February 23, 2012 at 07:03 PM
3 minute read
I used to be very dismissive when hearing senior lawyers blame the press for creating an environment in which law firms pursue ever-escalating partner profits. But I'm a little less sure than I used to be.
On one level, it is an exercise in futility and blame-shifting to complain about the media's handling of profits. All businesses have benchmarks for success – a way of ascertaining the share price. And once you move past being a cottage industry, as law did years ago, a market is naturally created for financial information.
It also always struck me as utter hypocrisy when you find partners who greedily lap up reported information about their target clients but want to draw the line at their own firms' workings. And it's true that the single biggest factor in pushing law firms to chase higher profits per equity partner (PEP) has been the 15-year invasion of the Square Mile by more profitable US law firms. One way or another, City firms had to start hiking profitability.
And yet… and yet…. The longer you work as a journalist the more you become aware of the impact the simple act of publishing can have. When you are on the receiving end, particularly if you are running a business that is facing tough times, media coverage can feel like you're under siege.
And transparency can have its negative side. In positive terms, it helps to share good ideas, brings recognition of success and innovation and highlights poor ethical behaviour. But it magnifies things, good and bad, and can obviously contribute to inflationary pressures on industries in which it is applied.
In retrospect, at times the press could have struck a more restrained note on the pursuit of PEP, on occasion getting a little too 'rah rah rah' when profits were rocketing – and being ready to berate firms for not being 'tough' on performance – only to turn around and criticise the same firms for firing staff or having a poor work/life balance. Chasing profits is not always a good thing – it can breed short-termism and distort a business.
The metric of PEP obviously matters, but what matters more is a wider view of performance.
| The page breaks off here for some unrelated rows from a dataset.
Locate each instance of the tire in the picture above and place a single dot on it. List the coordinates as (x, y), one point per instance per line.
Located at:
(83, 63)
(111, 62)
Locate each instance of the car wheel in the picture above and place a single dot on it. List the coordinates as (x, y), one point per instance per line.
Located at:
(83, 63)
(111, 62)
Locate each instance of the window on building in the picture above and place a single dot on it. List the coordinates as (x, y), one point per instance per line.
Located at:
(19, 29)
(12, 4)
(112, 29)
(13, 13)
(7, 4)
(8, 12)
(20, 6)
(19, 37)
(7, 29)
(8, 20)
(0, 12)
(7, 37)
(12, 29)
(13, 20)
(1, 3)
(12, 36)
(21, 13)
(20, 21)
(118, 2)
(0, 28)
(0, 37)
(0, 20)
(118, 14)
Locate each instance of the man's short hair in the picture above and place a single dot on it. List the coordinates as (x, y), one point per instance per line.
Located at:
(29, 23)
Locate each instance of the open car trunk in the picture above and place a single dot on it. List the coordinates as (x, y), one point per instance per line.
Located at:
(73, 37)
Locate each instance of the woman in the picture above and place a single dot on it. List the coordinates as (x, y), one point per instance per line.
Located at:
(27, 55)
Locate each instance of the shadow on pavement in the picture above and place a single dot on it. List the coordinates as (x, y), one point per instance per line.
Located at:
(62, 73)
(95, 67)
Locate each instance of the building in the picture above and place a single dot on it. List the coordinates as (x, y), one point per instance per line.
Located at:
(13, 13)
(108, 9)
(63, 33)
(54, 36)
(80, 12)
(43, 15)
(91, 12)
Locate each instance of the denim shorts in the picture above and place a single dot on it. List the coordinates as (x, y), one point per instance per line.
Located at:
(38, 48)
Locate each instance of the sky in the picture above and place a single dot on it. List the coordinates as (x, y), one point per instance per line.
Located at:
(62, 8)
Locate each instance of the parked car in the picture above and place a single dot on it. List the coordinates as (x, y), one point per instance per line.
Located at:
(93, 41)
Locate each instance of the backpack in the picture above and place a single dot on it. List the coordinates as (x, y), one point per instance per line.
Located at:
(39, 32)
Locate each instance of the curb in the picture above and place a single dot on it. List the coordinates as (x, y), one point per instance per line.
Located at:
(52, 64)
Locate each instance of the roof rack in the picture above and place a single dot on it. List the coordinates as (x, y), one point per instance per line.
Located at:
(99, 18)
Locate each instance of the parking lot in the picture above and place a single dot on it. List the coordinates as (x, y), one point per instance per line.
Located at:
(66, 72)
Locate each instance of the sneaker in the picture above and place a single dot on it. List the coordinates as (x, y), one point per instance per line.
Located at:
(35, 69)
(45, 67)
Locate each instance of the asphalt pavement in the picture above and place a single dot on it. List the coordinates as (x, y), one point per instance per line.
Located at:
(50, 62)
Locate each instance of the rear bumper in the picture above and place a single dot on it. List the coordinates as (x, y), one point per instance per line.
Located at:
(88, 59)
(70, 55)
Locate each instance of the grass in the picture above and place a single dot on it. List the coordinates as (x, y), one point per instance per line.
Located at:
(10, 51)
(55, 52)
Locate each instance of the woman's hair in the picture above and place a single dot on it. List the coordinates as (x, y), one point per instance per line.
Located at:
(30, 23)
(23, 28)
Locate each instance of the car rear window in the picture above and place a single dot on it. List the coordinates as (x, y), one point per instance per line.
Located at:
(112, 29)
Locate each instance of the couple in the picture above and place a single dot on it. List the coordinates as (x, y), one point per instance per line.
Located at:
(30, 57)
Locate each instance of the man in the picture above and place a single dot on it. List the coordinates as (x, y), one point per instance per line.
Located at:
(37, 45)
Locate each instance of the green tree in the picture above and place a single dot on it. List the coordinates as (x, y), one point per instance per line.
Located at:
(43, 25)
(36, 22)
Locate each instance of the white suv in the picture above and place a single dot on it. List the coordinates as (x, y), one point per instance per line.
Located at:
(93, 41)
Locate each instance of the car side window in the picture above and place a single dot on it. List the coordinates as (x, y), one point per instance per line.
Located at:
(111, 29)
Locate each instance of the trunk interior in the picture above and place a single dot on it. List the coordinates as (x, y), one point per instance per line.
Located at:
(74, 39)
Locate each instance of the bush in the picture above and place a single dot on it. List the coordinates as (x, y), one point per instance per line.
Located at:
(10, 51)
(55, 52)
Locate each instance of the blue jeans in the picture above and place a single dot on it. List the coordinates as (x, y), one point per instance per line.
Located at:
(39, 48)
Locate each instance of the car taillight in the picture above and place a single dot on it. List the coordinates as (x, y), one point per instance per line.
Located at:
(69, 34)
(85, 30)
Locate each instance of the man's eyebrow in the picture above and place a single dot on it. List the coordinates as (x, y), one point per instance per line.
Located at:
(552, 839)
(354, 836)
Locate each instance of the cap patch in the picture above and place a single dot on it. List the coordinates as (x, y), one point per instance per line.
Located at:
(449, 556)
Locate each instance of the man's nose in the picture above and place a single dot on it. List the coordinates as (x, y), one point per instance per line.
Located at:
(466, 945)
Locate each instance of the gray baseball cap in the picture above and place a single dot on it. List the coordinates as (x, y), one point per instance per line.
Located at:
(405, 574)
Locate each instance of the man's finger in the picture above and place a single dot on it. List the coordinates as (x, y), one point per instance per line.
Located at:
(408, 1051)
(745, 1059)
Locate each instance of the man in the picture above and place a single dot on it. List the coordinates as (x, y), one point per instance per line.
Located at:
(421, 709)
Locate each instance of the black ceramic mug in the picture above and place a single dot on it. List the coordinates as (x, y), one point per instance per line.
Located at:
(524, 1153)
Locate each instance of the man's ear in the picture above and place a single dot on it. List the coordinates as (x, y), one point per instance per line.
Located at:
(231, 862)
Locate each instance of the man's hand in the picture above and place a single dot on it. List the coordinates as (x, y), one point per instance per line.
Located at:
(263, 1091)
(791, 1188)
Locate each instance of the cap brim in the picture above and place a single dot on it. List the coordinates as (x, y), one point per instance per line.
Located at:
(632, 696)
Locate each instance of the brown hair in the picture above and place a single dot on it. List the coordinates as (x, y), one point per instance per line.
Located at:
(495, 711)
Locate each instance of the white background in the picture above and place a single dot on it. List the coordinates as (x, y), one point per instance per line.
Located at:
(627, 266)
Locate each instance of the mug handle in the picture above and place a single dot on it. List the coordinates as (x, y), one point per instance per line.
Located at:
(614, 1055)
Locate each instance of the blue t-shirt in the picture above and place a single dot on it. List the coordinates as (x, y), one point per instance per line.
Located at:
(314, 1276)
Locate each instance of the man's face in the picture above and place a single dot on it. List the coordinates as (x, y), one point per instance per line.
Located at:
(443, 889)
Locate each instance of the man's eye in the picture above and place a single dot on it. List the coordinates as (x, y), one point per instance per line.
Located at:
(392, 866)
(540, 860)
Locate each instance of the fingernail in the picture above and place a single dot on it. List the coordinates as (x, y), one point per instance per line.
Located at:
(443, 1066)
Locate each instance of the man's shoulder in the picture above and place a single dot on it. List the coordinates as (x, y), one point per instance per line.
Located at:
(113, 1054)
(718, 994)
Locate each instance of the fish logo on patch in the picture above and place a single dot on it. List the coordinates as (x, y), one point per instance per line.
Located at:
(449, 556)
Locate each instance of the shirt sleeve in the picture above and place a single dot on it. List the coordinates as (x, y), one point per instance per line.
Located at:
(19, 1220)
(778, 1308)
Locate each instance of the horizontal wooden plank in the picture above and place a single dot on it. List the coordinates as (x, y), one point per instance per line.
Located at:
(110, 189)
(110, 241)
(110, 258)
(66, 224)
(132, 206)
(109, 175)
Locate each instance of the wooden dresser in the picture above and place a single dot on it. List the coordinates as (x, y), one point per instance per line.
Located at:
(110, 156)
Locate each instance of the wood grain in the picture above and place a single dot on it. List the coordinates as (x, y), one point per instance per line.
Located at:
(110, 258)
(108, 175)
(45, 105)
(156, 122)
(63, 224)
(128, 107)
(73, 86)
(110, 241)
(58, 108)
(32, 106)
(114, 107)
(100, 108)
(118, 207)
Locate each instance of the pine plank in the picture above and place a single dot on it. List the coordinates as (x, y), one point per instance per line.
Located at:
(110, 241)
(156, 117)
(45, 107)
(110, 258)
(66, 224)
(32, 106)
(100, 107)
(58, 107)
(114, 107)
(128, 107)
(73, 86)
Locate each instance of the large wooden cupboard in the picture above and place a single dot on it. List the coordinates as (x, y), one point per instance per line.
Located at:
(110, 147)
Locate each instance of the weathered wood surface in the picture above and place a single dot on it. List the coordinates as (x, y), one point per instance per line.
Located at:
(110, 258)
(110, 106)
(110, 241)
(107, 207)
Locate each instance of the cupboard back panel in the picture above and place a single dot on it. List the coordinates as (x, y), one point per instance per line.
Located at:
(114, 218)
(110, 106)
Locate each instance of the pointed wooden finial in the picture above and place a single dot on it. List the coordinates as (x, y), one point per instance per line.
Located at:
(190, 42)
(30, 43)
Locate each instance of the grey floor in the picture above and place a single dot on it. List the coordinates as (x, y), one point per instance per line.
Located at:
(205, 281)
For years, I've looked less at profits in isolation when assessing major law firms and more in the context of whether profitability reflects how the firm should be performing against its peers, business model and self-professed goals.
At Legal Week we've worked hard in recent years to take a more mature view of the industry we cover and show as much sensitivity as we can when covering difficult matters. But we would do well to remember that we don't always get that balance right, and the results can impact on people's lives.